Federal regulators have boosted incentives for becoming part of an accountable care organization, drawing a more positive response from long-term care providers.
The final rule on ACOs was released by the Centers for Medicare & Medicaid Thursday. It includes adjustments to the proposed rule, which drew criticism from providers regarding implementation timelines and quality measure reporting. Under the final rule, eligible providers can choose from multiple start dates in 2012 with a “rolling” application process. CMS also reduced the number of quality measures providers are required to report on from 65 measures in five domains to 33 measures in four domains.
CMS also sweetened the deal by increasing the amount of bonuses providers may earn. It now includes incentives to groups of providers that band together to coordinate care for Medicare beneficiaries under the Medicare Shared Savings Program. The newly created Advanced Payment model will give more support to physician-owned and rural providers participating in the Medicare Shared Savings Program.
Provider response to the final rule reflected the desire for long-term care to be part of the ACO vision.

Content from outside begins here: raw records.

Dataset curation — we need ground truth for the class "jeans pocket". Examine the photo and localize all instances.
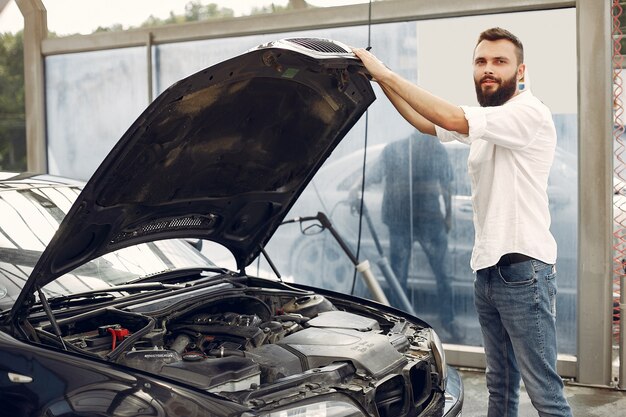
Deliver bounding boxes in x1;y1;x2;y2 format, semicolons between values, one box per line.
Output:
498;261;537;287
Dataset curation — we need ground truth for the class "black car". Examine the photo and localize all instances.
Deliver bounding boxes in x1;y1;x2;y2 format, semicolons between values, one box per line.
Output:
0;38;463;417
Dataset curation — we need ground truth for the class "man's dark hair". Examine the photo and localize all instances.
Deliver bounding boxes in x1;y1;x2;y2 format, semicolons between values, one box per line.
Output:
476;27;524;65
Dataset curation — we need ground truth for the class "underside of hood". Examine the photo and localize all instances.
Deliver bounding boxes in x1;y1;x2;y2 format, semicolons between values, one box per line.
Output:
16;39;375;305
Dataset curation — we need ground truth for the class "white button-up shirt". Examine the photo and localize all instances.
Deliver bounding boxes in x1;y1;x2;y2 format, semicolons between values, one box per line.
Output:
436;90;557;271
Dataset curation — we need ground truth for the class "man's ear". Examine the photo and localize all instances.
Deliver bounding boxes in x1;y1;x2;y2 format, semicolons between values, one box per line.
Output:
517;64;526;82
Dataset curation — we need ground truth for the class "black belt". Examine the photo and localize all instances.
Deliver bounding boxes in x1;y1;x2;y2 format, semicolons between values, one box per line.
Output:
496;253;535;266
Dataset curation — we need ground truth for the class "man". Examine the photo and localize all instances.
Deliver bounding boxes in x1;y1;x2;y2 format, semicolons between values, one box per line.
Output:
366;132;461;342
354;28;572;417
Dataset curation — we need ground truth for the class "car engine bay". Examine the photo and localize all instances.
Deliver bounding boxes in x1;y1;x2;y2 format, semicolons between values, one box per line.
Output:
37;284;445;417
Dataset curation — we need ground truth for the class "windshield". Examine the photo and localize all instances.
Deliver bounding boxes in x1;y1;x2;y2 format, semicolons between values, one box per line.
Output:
0;180;214;311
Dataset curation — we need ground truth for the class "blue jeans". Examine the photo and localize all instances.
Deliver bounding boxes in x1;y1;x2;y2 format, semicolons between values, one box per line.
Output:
474;259;572;417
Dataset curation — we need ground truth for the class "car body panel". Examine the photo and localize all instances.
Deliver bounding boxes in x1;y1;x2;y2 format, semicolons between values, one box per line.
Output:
9;38;375;318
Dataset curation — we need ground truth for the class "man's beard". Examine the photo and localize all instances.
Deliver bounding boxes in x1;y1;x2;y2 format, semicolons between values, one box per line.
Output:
474;75;517;107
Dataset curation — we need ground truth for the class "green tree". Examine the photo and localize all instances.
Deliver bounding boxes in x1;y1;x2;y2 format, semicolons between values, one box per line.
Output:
0;31;26;171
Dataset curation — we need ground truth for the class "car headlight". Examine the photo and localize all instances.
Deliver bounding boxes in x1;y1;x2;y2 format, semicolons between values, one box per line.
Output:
261;400;366;417
430;329;448;390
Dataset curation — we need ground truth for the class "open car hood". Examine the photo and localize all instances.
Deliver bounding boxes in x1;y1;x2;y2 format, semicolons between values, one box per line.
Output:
15;38;375;309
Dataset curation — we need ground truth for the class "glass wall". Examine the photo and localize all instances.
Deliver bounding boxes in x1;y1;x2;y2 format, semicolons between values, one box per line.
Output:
46;9;578;354
46;48;148;180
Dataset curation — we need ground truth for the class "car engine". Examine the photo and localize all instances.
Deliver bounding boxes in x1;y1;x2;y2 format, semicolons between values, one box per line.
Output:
42;287;445;417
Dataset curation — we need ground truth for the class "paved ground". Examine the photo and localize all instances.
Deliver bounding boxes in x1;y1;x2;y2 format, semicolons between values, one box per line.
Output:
460;369;626;417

“We certainly want to ensure skilled nursing and post-acute facilities are part of the cost-saving model,” said American Health Care Association President and CEO Mark Parkinson. “We’ll be examining the details of the final ACO rule in the coming days and weeks to ensure our sector can play an important role moving forward.”
Avalere Health CEO Dan Mendelson said that the final rule is less cumbersome than the proposed rule. The model will produce savings for healthcare providers, particularly in reduced rehospitalizations, a key goal for many nursing homes.
The Obama administration projects ACOs will save the government up to $940 million between 2012 and 2015.